If you turn your nose up at the cost of video gaming in the modern era, with its rising software prices, expensive accessories and exploitative mid-cycle system upgrades, then it's almost certain that you never owned SNK's wallet-busting early '90s console, the Neo Geo.
Launched alongside the likes of the Sega Mega Drive and Super Nintendo, it was quickly dubbed 'The Rolls Royce of gaming systems' by the specialist press of the period – a fitting monicker given the incredible specs and outlandish cost of ownership associated with what was then the most powerful home console available.
SNK – short for Shin Nihon Kikaku Corporation – was one of many Japanese companies that had benefitted from the arcade explosion of the 1980s, but it had grander plans than simply pumping out a series of coin-op hits and licensing them for console conversions.
The aim was to conquer both amusement centres and the home market, and to achieve the first of those goals SNK created its own arcade standard, known as MVS, or Multi Video System.
Offering cutting-edge power and robust, easily interchangeable cartridges, MVS quickly found favour with amusement operators who were keen on reducing their reliance on expensive and often fragile arcade boards.
The 'domestic' part of the strategy, meanwhile was the AES – short for Advanced Entertainment System – which was a home console based on the exact same technology. SNK was doing the unthinkable: shrinking down a powerful coin-op cabinet for your living room.
The appeal of this concept was simple. Instead of having to make do with scaled-down domestic ports blighted by missing animation, cut content and weaker presentation, Neo Geo AES owners would benefit from truly perfect ports of the latest and greatest arcade releases.
The games were entirely identical, with each title having coin-op and domestic settings to suit both environments. The key difference was the cartridges themselves; while both standards contained the same code, the connectors were engineered to be incompatible, to prevent naughty arcade operators from buying the cheaper AES variants and using them in their cabinets.
A console for the one percent
Of course, when it comes to the world of Neo Geo the term 'cheaper' is relative. Even though AES editions were priced lower than their MVS equivalents, they still retailed for around £200/$200 a pop, while the console itself cost approximately £450/$650. To put those prices into perspective, back in 1992 the Sega Mega Drive cost £125/$190 with Sonic the Hedgehog, while the SNES retailed for £150/$199.

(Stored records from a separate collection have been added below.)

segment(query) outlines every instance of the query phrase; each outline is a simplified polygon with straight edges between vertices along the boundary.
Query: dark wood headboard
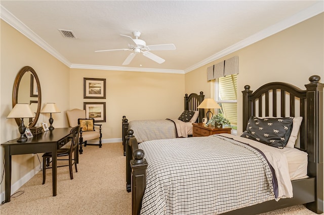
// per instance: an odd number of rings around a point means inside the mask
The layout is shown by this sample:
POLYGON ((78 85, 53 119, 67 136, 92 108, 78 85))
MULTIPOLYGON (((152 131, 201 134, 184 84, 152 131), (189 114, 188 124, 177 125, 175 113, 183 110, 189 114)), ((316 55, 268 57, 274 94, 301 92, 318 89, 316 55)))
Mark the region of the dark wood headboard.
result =
POLYGON ((318 75, 311 76, 310 83, 305 85, 306 90, 286 83, 272 82, 253 92, 249 85, 246 85, 242 91, 242 125, 245 129, 251 116, 303 117, 299 148, 308 154, 307 175, 316 177, 317 190, 316 201, 308 204, 307 207, 322 209, 324 84, 319 82, 320 80, 318 75))
POLYGON ((198 109, 198 106, 202 102, 205 98, 205 95, 202 91, 200 91, 199 95, 196 93, 191 93, 188 96, 186 93, 184 96, 184 110, 188 111, 198 111, 199 117, 198 117, 198 122, 202 122, 204 118, 204 109, 198 109))

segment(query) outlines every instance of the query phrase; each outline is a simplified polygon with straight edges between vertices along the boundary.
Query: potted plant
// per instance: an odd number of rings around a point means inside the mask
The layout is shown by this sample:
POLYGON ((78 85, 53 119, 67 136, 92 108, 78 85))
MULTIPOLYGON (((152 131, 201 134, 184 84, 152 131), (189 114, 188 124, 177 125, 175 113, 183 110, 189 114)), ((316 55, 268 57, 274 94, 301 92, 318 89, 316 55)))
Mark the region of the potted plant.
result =
POLYGON ((219 114, 214 115, 212 119, 206 123, 206 126, 210 125, 212 126, 217 127, 217 128, 222 128, 223 125, 230 125, 231 123, 228 120, 224 117, 222 114, 219 114))

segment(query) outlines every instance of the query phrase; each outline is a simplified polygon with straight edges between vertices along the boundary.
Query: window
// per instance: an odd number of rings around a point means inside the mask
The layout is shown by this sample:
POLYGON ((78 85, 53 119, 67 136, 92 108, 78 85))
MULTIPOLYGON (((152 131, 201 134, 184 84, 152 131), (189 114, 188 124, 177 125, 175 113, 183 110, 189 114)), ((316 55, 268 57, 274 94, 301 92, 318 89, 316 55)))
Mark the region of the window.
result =
POLYGON ((222 107, 218 113, 229 120, 235 130, 237 129, 237 78, 235 74, 216 79, 215 94, 215 100, 222 107))

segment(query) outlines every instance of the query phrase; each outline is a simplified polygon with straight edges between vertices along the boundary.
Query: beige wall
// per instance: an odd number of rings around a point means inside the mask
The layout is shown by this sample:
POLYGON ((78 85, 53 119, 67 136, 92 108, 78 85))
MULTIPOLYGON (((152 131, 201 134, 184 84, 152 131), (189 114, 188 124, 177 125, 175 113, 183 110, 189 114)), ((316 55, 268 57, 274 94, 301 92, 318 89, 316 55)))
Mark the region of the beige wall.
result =
MULTIPOLYGON (((207 69, 230 58, 239 57, 237 76, 238 133, 242 126, 242 97, 244 86, 255 90, 271 81, 290 83, 304 89, 308 78, 318 75, 324 82, 324 15, 316 16, 269 37, 225 56, 185 74, 186 91, 200 89, 210 92, 207 69)), ((205 91, 204 91, 205 92, 205 91)))
MULTIPOLYGON (((56 102, 61 110, 64 110, 69 106, 69 98, 68 96, 60 95, 66 95, 68 92, 69 69, 2 20, 1 25, 0 139, 3 143, 19 135, 16 122, 14 119, 7 119, 7 116, 12 109, 13 85, 20 69, 25 66, 29 66, 37 73, 42 87, 42 104, 56 102)), ((66 125, 63 113, 54 114, 53 118, 55 127, 66 125)), ((48 123, 49 118, 48 114, 42 114, 38 122, 48 123)), ((3 147, 1 147, 0 151, 0 159, 3 160, 3 147)), ((12 162, 13 183, 39 167, 36 156, 31 154, 13 156, 12 162)), ((0 172, 2 172, 2 165, 1 169, 0 172)), ((1 185, 1 192, 4 191, 4 183, 1 185)))
POLYGON ((130 121, 178 118, 183 111, 184 76, 149 72, 71 69, 71 109, 84 102, 105 102, 103 139, 121 138, 122 119, 130 121), (106 98, 84 99, 83 78, 105 78, 106 98))
MULTIPOLYGON (((106 122, 102 123, 104 142, 105 139, 121 139, 123 115, 130 120, 165 119, 177 118, 183 111, 183 74, 71 69, 2 20, 1 30, 2 143, 19 135, 15 120, 6 117, 12 109, 16 76, 27 65, 34 69, 39 79, 42 105, 55 102, 61 111, 53 114, 54 127, 68 127, 66 111, 73 108, 83 109, 84 102, 106 102, 106 122), (107 98, 84 99, 84 77, 106 78, 107 98)), ((37 125, 42 122, 48 124, 49 118, 48 114, 41 114, 37 125)), ((3 147, 0 151, 0 160, 3 160, 3 147)), ((13 184, 33 170, 38 169, 38 159, 31 154, 13 156, 12 161, 13 184)), ((0 172, 3 170, 1 166, 0 172)), ((0 192, 4 191, 3 185, 0 192)))
MULTIPOLYGON (((1 22, 0 139, 18 136, 14 120, 7 119, 12 109, 13 85, 18 71, 28 65, 36 72, 42 90, 42 104, 56 102, 61 111, 54 114, 54 126, 68 126, 65 111, 83 109, 85 101, 105 101, 106 122, 103 138, 121 138, 121 119, 130 120, 177 117, 183 110, 186 93, 204 92, 211 96, 207 68, 234 55, 239 58, 238 94, 244 85, 252 89, 272 81, 289 82, 301 88, 308 77, 319 75, 324 81, 323 14, 293 26, 201 67, 185 75, 69 69, 3 21, 1 22), (107 98, 83 98, 83 78, 106 78, 107 98)), ((238 99, 238 130, 241 131, 241 98, 238 99)), ((47 122, 48 115, 38 120, 47 122)), ((3 160, 4 150, 0 150, 3 160)), ((31 154, 13 156, 12 182, 21 180, 37 168, 31 154)), ((0 172, 3 170, 0 168, 0 172)), ((0 192, 4 191, 4 183, 0 192)))

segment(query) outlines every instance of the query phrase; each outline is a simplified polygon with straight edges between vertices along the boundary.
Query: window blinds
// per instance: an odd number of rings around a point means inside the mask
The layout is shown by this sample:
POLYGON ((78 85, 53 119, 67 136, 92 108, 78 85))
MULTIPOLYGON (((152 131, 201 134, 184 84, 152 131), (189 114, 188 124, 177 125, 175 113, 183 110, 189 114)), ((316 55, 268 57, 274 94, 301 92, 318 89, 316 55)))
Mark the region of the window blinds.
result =
POLYGON ((238 56, 234 56, 207 68, 207 80, 238 74, 238 56))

It goes without saying that from the off the Neo Geo was a niche platform, despite the incredible amount of coverage it received in gaming magazines of the time.
The console's notoriety was enhanced further by the fact that in the arcades, SNK's games – such as Fatal Fury, Art of Fighting and Samurai Shodown – were growing in popularity to the point where they were being ported to other home systems, with mixed results. The Neo Geo was seen as the only way to play these must-have titles, but it was out of the price range of all but the most affluent gamer.